In a wash of otherwise grim news for America’s youth—from AI to climate to guns—the Meta lawsuit offers a glimmer of hope. If the company were forced to the negotiation table, it might hammer out changes to its business model that account for some of the risks of social media addiction to children and other users. All it would take is for the judge to issue an injunction on one—not all—of the many counts in the complaint to force Meta to take notice.
Until then, Meta’s cost-benefit analysis is likely to justify keeping its astronomical revenue stream untouched for as long as possible, even if it means paying expensive lawyers to stave off an injunction or settlement. In defense, Meta may point the blame at users for their own social media overuse, in addition to claiming that whatever harms children are experiencing today are not caused by their products—arguments that were presumably raised in one form or another by Big Tobacco.

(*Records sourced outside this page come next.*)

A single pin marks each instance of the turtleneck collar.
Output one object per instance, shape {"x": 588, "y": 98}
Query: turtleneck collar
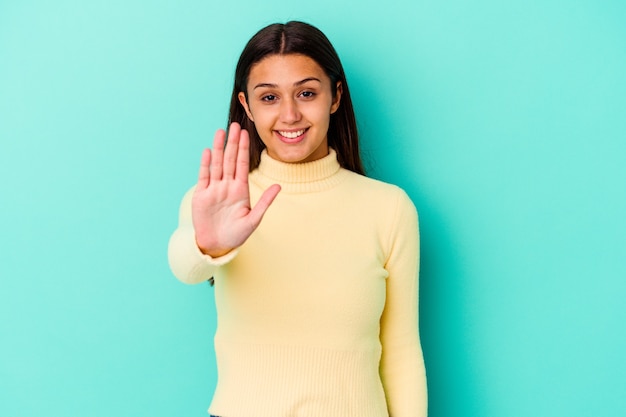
{"x": 299, "y": 177}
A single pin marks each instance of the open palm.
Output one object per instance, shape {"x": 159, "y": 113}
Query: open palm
{"x": 222, "y": 216}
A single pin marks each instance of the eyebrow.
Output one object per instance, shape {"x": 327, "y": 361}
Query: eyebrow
{"x": 296, "y": 84}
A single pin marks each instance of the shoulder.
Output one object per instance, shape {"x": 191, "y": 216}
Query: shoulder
{"x": 379, "y": 193}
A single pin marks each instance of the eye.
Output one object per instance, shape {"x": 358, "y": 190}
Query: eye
{"x": 268, "y": 98}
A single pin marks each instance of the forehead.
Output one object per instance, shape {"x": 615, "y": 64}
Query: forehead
{"x": 286, "y": 69}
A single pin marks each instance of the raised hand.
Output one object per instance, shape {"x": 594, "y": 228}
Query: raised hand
{"x": 221, "y": 212}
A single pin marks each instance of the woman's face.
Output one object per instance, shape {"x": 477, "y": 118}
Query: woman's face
{"x": 290, "y": 101}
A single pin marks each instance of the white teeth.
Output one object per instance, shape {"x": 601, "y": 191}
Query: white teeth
{"x": 291, "y": 135}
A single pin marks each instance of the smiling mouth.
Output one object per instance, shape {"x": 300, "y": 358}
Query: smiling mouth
{"x": 292, "y": 134}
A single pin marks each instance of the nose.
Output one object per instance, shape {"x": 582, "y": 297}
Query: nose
{"x": 289, "y": 112}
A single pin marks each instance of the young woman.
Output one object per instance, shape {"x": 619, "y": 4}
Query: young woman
{"x": 315, "y": 266}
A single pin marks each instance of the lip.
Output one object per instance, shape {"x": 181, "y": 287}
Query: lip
{"x": 291, "y": 140}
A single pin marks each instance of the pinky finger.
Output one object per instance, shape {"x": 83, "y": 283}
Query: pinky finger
{"x": 203, "y": 175}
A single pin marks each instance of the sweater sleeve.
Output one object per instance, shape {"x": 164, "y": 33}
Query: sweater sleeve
{"x": 187, "y": 262}
{"x": 402, "y": 365}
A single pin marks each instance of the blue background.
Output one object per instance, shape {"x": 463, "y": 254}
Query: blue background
{"x": 504, "y": 121}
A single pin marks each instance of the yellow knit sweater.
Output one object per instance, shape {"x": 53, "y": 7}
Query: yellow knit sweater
{"x": 317, "y": 310}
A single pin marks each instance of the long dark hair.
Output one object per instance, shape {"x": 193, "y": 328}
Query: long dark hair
{"x": 299, "y": 38}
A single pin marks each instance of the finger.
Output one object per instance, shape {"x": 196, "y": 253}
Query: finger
{"x": 243, "y": 157}
{"x": 203, "y": 174}
{"x": 230, "y": 154}
{"x": 218, "y": 155}
{"x": 258, "y": 211}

What ultimately sank the tobacco industry’s defense were the lies. In April 1994, seven CEOs notoriously testified under oath to Congress that they believed nicotine was not addictive. Later, internal documents dating back to the 1950s made plain that the companies not only long knew that cigarettes were addictive, but also that cigarette smoke contained “ionizing alpha particles”—or radioactive matter—that lodged in the lungs of smokers, adding to the cancer risk.
In 2006, U.S. District Judge Gladys Kessler wrote in a 1,683-page opinion that the tobacco companies “have marketed and sold their lethal products with zeal, with deception, with a single-minded focus on their financial success, and without regard for the human tragedy or social costs that success exacted.” Social media companies like Meta have their own single-minded focus on their financial success; we’ll see whether this massive lawsuit by state AGs might bring them to care about the human and social costs of their products.